• U.S.

Art: History of Commerce

3 minute read
TIME

Last week friends of the artist were permitted to see in Manhattan nine of a series of ten new murals by Boardman Robinson for department-store tycoon Edgar Kaufmann of Pittsburgh.

Three years ago, Edgar Kaufmann, on culture bent, decided to remodel his store. He scoured the U. S. for a good draughtsman, found Boardman Robinson, painter-cartoonist, asked him for a set of murals expressing the history of commerce. Some years before, Artist Robinson had concluded that the only excuse for painting was to subserve architecture and had applied himself to that problem.

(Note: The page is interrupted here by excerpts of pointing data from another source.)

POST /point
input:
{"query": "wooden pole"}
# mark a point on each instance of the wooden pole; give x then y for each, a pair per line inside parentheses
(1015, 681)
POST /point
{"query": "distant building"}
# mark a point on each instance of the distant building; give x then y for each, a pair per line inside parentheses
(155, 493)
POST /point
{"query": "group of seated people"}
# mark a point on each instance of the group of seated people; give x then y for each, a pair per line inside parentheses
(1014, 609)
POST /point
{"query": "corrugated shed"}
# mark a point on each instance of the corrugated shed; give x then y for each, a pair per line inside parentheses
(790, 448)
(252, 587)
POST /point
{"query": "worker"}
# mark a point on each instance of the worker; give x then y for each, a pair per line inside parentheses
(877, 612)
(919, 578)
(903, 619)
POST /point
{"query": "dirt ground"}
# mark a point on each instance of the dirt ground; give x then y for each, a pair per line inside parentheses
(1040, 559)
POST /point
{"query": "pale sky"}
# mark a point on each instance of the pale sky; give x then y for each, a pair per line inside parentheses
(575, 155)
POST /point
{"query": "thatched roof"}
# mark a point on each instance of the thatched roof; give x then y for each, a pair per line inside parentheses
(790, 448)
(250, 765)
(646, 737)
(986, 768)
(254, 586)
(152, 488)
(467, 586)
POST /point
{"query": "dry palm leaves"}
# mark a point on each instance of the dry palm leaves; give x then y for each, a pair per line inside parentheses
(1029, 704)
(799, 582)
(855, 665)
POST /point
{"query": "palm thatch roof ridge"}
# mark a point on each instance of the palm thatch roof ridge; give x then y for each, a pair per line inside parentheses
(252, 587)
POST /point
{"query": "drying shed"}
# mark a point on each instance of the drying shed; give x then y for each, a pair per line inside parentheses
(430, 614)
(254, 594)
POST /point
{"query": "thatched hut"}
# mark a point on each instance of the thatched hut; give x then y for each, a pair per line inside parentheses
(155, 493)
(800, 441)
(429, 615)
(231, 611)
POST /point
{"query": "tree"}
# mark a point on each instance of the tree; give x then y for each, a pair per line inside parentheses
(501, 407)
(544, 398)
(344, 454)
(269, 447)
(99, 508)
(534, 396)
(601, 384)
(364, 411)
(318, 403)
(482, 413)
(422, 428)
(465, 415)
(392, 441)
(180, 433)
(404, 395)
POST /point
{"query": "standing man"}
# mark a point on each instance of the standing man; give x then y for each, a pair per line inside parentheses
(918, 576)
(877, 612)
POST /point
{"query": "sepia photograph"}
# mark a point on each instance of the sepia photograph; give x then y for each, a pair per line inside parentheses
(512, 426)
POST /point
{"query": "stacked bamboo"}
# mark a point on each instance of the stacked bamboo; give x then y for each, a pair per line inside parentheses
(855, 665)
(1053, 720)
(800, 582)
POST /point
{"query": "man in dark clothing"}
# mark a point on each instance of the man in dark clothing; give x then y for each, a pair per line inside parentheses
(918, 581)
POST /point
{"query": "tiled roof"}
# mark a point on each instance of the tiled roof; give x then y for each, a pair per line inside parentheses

Delightedly he accepted the commission, but reserved the right to be his own master at all times, to make his own designs, be left alone. Mr. Kaufmann agreed.

Artist Robinson first concerned himself with medium—what to paint with, what on. He decided on canvas because he could then work anywhere and the murals, when finished, could be easily moved about. He then asked himself what paint had had the benefit of most research and chemical improvement. Obviously, automobile-paint. He hired a workshop, made sketches in pen, pencil, paint. Models of every race and color trooped in and out. The better to understand three-dimensional space he first modelled his groups so that he could look down upon their heads and look behind them to find what masses would organize best, what planes intersect. Then he loaded his big brush with auto-paint and started to work.

Painter Robinson’s murals are each about 15 ft. x 8 ft. Beginning with an animated commercial squabble between the Persians and the Arabs, they progress to Carthaginians in the Mediterranean striking a crafty bargain with the Egyptians. Venetians in the Levant when bartering was done with benefit of clergy so that polite thieving was sanctified. Subsequently they show the Portuguese in India, the Dutch in the Baltic, the English in China, slave traders and clipper ships in the 19th Century U. S.* The last is a generalized scene of modern industry— liners in a harbor, airplanes in the air, tall buildings rearing in the background, a sweating structural steel crew. Each unit is related to the whole by composition and color. There are no pretty girls, no idealization, no gold leaf.

Painter Robinson was born in Nova Scotia in 1876, son of a sea-captain and a farmer’s daughter. He has studied in Paris, practiced in the U. S. for 30 years (newspaper cartoons, stained glass windows, smartchart layouts for Vogue, oils of every description). Large and athletic, with a greying red beard, a monkish bald spot, he likes modern French painting less than modern Mexican painting. When Mexican Diego Rivera’s paintings (TIME, May 6) were first hung, seven people were shot. Says Robinson: “I’d be glad if someone stepped on a policeman’s toe when I show mine.”

*The ninth, a companion mural, is incomplete.